In 1964 gooide Cremer een steen in de Nederlandse literaire vijver met de autobiografische schelmenroman Ik, Jan Cremer. Het werd een internationale bestseller die twee jaar later werd gevolgd door een tweede deel. De twee boeken zouden later gebundeld worden, en ze zouden uiteindelijk meer dan vijftig keer herdrukt worden.
Het succes van zijn eerste tumultueuze roman zou hij nooit meer bereiken – de boeken die nadien verschenen waren in alle eerlijkheid niet meer dan slappe aftreksels, hoewel er nog altijd pontificaal met roedes in spelonken werd geroerd, zij het op Ibiza, dan wel in New York, want de wereld was Cremer’s werkgebied.
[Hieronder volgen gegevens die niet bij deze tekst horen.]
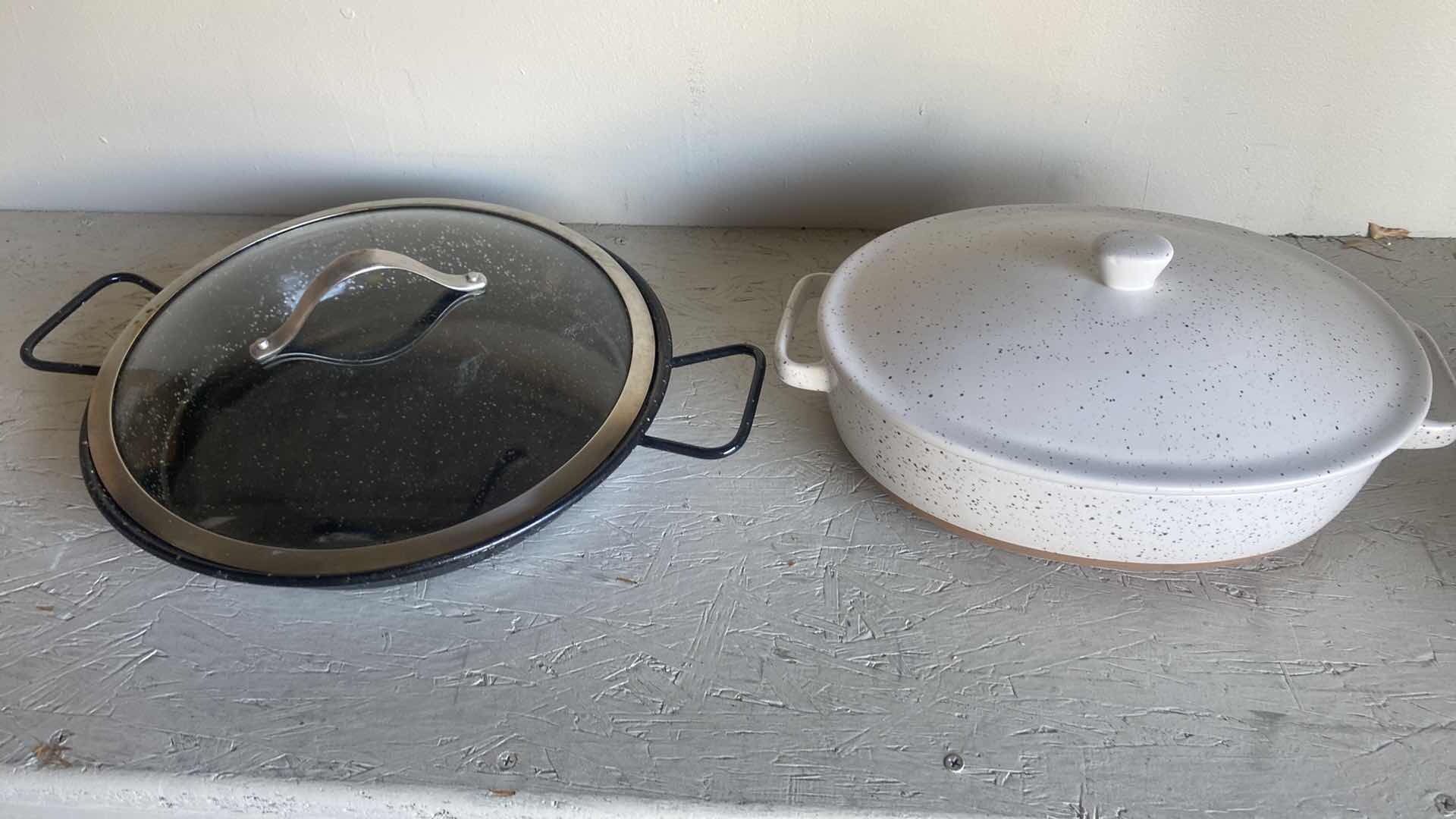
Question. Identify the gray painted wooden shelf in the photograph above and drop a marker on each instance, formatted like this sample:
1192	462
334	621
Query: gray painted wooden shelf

Maar Ik, Jan Cremer blijft overeind als de avonturenroman die de jaren zestig heerlijk opschudde. Hierin schrijft hij op de van hem bekende directe stijl over een bijzonder standje in het liefdesspel. Dat standje is zo bijzonder, och jongen, een beter standje bestaat er niet.
Deze zogenaamde flipstand ging na publicatie een eigen leven leiden. Er verschenen zelfs platen waarin de liefde voor de flipstand werd uitgesproken. Maar wát die flipstand exact betrof, dat wilde bedenker Jan Cremer nooit specificeren. Bestond de flipstand überhaupt wel? Cremer had er tenslotte een handje van de waarheid vrolijk in te kleuren.
In een analyse van Cremer’s werk schreef dagblad Trouw enkele jaren terug nog over “een seksuele variatie die nog altijd niet bevredigend is beschreven”. Met het overlijden van Jan Cremer zal het er dus ook niet meer van komen. Ook de flipstand heeft definitief het loodje gelegd.